I just got an email that I am accepted to University of Cincinnati (ranked 52). I also just got an email from an IP biotech atty (what I wish to become) at an excellent firm who said, the key factor to getting a law job outside a t14 school, is your class rank. Hands down. He also said that firms have favorites and do hire locally. So you also have to consider where you want to work and live.
Given this, let me pose this question. I like a city environment with lots to do, so Chicago beats Cinci. I want to go to a strong legal market, so again, Chicago beats Cinci. I want to go to the highest ranked school I can get into (consistently higher ranked) and that I can be in the top 10% of the class. So, I would think that Cinci is better for this (I am close to their 75% LSAT). Plus, I should get in state tuition. I have a 15K/yr scholarship to DePaul in Chicago, which has a recognized IP program, but poor job placement (IMO). Call me crazy, but don't you think Cinci is the best choice here?
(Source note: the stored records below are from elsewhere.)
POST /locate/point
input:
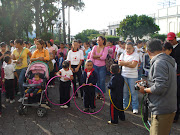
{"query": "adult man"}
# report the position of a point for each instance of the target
(163, 89)
(171, 38)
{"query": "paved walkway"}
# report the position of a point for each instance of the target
(70, 121)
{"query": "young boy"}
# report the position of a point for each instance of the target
(65, 84)
(116, 85)
(9, 72)
(89, 76)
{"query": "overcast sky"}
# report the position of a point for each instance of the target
(97, 14)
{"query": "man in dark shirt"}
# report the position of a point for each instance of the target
(171, 38)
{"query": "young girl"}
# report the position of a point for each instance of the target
(89, 76)
(65, 84)
(33, 91)
(9, 72)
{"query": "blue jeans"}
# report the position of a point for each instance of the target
(21, 75)
(101, 73)
(134, 93)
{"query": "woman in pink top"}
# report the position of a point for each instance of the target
(63, 50)
(111, 49)
(98, 56)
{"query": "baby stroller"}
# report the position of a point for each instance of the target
(39, 98)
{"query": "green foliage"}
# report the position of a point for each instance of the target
(137, 26)
(46, 36)
(112, 38)
(159, 36)
(87, 35)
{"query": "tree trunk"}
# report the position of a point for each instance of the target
(37, 14)
(64, 27)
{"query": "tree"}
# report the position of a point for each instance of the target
(76, 4)
(137, 26)
(86, 35)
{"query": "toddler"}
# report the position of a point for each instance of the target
(116, 85)
(89, 76)
(65, 84)
(33, 91)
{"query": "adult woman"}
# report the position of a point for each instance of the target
(76, 57)
(21, 54)
(98, 56)
(40, 53)
(129, 62)
(86, 50)
(51, 50)
(63, 50)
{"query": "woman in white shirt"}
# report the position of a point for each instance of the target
(129, 62)
(76, 57)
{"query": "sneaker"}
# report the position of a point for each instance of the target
(109, 122)
(65, 106)
(20, 100)
(7, 100)
(135, 111)
(62, 106)
(12, 101)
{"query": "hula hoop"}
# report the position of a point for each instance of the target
(129, 99)
(47, 86)
(142, 114)
(82, 110)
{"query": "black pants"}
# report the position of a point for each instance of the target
(78, 74)
(9, 88)
(118, 102)
(178, 98)
(89, 96)
(64, 91)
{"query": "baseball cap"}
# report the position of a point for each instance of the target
(171, 36)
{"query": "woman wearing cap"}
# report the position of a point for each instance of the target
(129, 62)
(98, 56)
(21, 54)
(76, 57)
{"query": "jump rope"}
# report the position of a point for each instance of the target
(104, 100)
(129, 105)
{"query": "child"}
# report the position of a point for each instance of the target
(116, 85)
(60, 60)
(65, 84)
(9, 72)
(33, 91)
(89, 76)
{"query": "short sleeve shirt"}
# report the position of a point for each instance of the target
(126, 71)
(22, 58)
(75, 57)
(66, 74)
(9, 71)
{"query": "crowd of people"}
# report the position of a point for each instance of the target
(85, 64)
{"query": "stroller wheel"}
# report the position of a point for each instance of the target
(41, 111)
(22, 110)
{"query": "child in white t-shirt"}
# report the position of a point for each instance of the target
(9, 72)
(65, 83)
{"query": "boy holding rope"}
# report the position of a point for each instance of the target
(116, 85)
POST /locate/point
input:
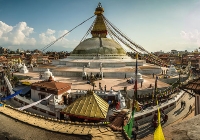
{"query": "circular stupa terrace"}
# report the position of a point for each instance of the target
(115, 71)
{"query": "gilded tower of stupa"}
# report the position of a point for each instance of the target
(99, 44)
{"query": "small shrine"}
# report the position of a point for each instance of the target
(172, 71)
(23, 69)
(48, 74)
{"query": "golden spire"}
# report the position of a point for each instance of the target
(99, 28)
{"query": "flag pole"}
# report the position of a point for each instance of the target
(136, 71)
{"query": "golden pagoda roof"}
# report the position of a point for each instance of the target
(89, 106)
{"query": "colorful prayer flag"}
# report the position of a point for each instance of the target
(129, 127)
(158, 134)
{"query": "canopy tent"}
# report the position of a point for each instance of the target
(89, 106)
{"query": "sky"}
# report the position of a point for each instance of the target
(154, 24)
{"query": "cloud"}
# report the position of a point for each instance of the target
(20, 37)
(16, 35)
(191, 36)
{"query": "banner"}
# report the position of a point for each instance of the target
(129, 127)
(2, 105)
(12, 95)
(158, 134)
(35, 103)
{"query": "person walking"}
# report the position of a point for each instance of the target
(136, 126)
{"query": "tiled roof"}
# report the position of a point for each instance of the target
(52, 85)
(118, 121)
(88, 106)
(193, 85)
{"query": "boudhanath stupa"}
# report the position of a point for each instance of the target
(99, 54)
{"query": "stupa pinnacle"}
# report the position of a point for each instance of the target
(99, 28)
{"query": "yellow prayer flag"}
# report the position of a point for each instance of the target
(158, 134)
(137, 106)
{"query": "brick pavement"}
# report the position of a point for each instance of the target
(97, 132)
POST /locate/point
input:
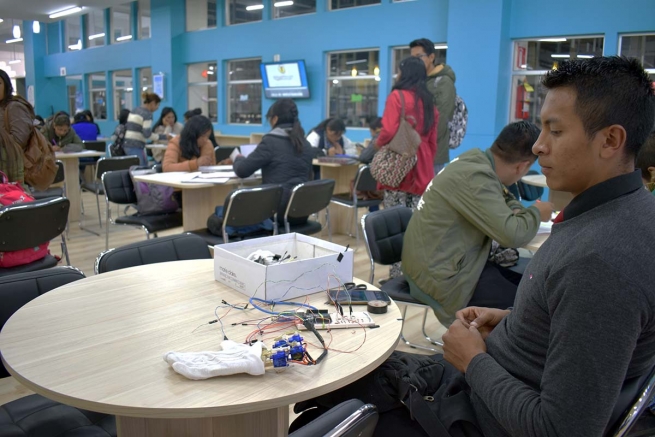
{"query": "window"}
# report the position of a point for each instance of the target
(641, 47)
(145, 79)
(244, 91)
(244, 11)
(282, 9)
(400, 53)
(202, 89)
(353, 82)
(532, 59)
(121, 23)
(73, 34)
(123, 91)
(94, 22)
(98, 95)
(200, 14)
(342, 4)
(144, 19)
« on: February 18, 2009, 05:55:34 PM »
I am trying to find up to date employment numbers that are beleivable. I have been searching law firms and noting the number of lawyers that are coming from various schools along with the year, and after having combed through a lot of them, I don't see the results reflecting what should be the case if what the law schools reported is true. I am just wondering if anyone knows of a good way to gauge the employment potential of tier 2 schools and to compare them to each other accordingly.
« on: February 18, 2009, 01:28:44 PM »
I do not understand how with a 161 LSAT I did not get into Franklin Pierce, and with a biomedical M.S. and strong letters...ugh@!
Right now I am trying to figure out which is better in Chicago, DePaul or Loyola and if either would be better for me than Rutgers in Newark, Penn State, or IU-Indy. Since IU-Indy has the higher ranking, it should be the choice, but I think for job prospects in Chicago, DePaul or Loyola is best. I have not been accepted to any Tier 1 schools, at least not yet, and it doesn't look good. I am trying to find out where are the IP firms that specialize in biotech and then see where they tend to recruit from. Any thoughts or opinions about any of the schools mentioned would be most appreciated.